Commit graph

350 commits

Author SHA1 Message Date
Thomas Haller
eca8ebef18
platform: get extack_msg innm_platform_ip_route_sync()
Request the extack_msg for nm_platform_ip_route_add() call. Note that we (currently)
don't do anything with it, however requesting it has no downsides. That is, the
message already is heap allocated in the lower layers, so this only affects whether
it will be returned up to nm_platform_ip_route_sync().
2023-02-28 12:12:08 +01:00
Thomas Haller
d755b50808
platform: return extack message from add address/route operations 2023-02-28 12:08:07 +01:00
Thomas Haller
61388fd9c7
platform: drop logging for unexpected sequence number
It is not clear how that information is relevant. Since it is also
only logged when building with a non-default configure option, this
doesn't seem useful. Drop it.
2023-02-28 12:08:07 +01:00
Thomas Haller
bb9894abec
platform: minor cleanup of event_seq_check()
- unindent the code by "continue" the loop for the irrelevant case.
- fix indentation of comments.
- avoid unnecessary g_strdup() call if the extack message is NULL.
2023-02-28 12:08:06 +01:00
Thomas Haller
1d69b41db9
platform: log extack warning messages for netlink requests
The extack can also be returned on success. In that case,
they are warnings. Log them, it might be useful.
2023-02-28 12:08:06 +01:00
Thomas Haller
6ca537fa6a
platform: rename variables for extack message
Consistently name those variables and parameters "extack_msg".
The previous term "errmsg"/"msg" was not used consistently, and it
is also not clear what message this really is. For netlink, it
is well understood what Extended ACK means.
2023-02-28 12:08:06 +01:00
Thomas Haller
6f854ecaeb
platform/netlink: cleanup nla_strlcpy() to not wipe remaining buffer
strlcpy()/g_strlcpy() has a well understood behavior. nla_strlcpy()
did not behave like that. Instead, it also used to always wipe the
remainder of the string, similar to what strncpy() would do.

True, if we do

  nla_strlcpy(obj->link.name, tb[IFLA_IFNAME], IFNAMSIZ);

then we might want to clear the remainder and don't care about the
overhead of writing up to 14 bytes unnecessarily... However, actually
all callers of nla_strlcpy() either operate on a buffer that is already
pre-inialized with zero, or they really don't care about the
uninitialized memory after the string. So this was nowhere the desired
behavior.

Change nla_strlcpy() to not wipe the remainder of the buffer, so it behaves
mostly like strlcpy()/g_strlcpy() and as one would expect.

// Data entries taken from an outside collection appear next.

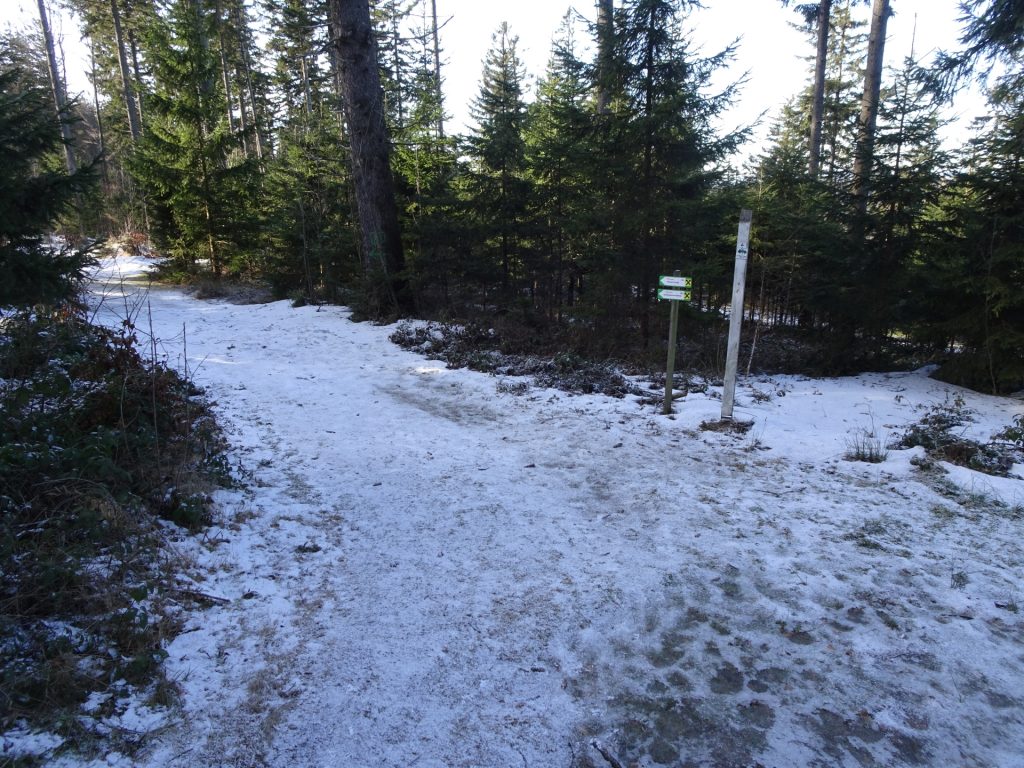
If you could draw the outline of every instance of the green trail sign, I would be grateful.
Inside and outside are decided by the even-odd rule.
[[[659,288],[658,301],[689,301],[690,292],[677,288]]]
[[[679,275],[661,275],[658,278],[658,285],[662,288],[693,288],[692,277],[680,277]]]
[[[690,300],[690,291],[693,288],[692,277],[681,277],[678,272],[674,275],[660,275],[658,277],[658,301],[671,301],[672,309],[669,311],[668,321],[668,360],[665,364],[665,402],[662,404],[661,412],[665,415],[672,413],[672,375],[676,366],[676,334],[679,329],[679,302]]]
[[[658,277],[658,301],[689,301],[692,277],[661,275]]]

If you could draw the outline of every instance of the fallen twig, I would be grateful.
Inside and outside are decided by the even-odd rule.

Add nla_strlcpy_wipe(), which on top of it also clears the remaining
buffer. In that aspect, it bears some similarities with strncpy(), but it
differs in other regards from strncpy (always NUL terminating and
returning the srclen). Yes, the name nla_strlcpy_wipe() is maybe
unfamiliar to the user, but it really is like nla_strlcpy() with the
addition to clear the buffer. That seems simple enough to understand
based on the name.

Note that all existing callers of nla_strlcpy() do not care about
clearing the memory, and the change in behavior is fine for them.
2023-02-28 12:08:06 +01:00
Thomas Haller
d73a5d692b
platform/netlink: assert for valid string in nla_get_string() 2023-02-28 12:08:06 +01:00
Etienne Champetier
0decc027ba
platform/trivial: fix route type name (unavailable -> unreachable)
Fixes: 766349879e ('platform/trivial: add code comments for NMPGlobalTracker')
2023-02-28 11:29:59 +01:00
Thomas Haller
6dafe78088
platform: ensure ext-data is of expected type
We just lookup the link info by ifindex. There is no guarantee that that
ifindex is of the expected type, to have a suitable ext-data. Check for
that.

Fixes: a7d2cad67e ('platform/linux: add support for WPAN links')
2023-02-24 10:16:08 +01:00
Fernando Fernandez Mancera
79611e4fcc platform: introduce function to globally track local route rule
The new function tracks local route rule in the GlobalTracker properly.
It also allow the developer to specify the untrack user tag.
2023-02-21 15:36:38 +01:00
Thomas Haller
4ccca2b5bd
platform,core: better handle onlink flag for ECMP routes
The onlink flag is part of each next hop.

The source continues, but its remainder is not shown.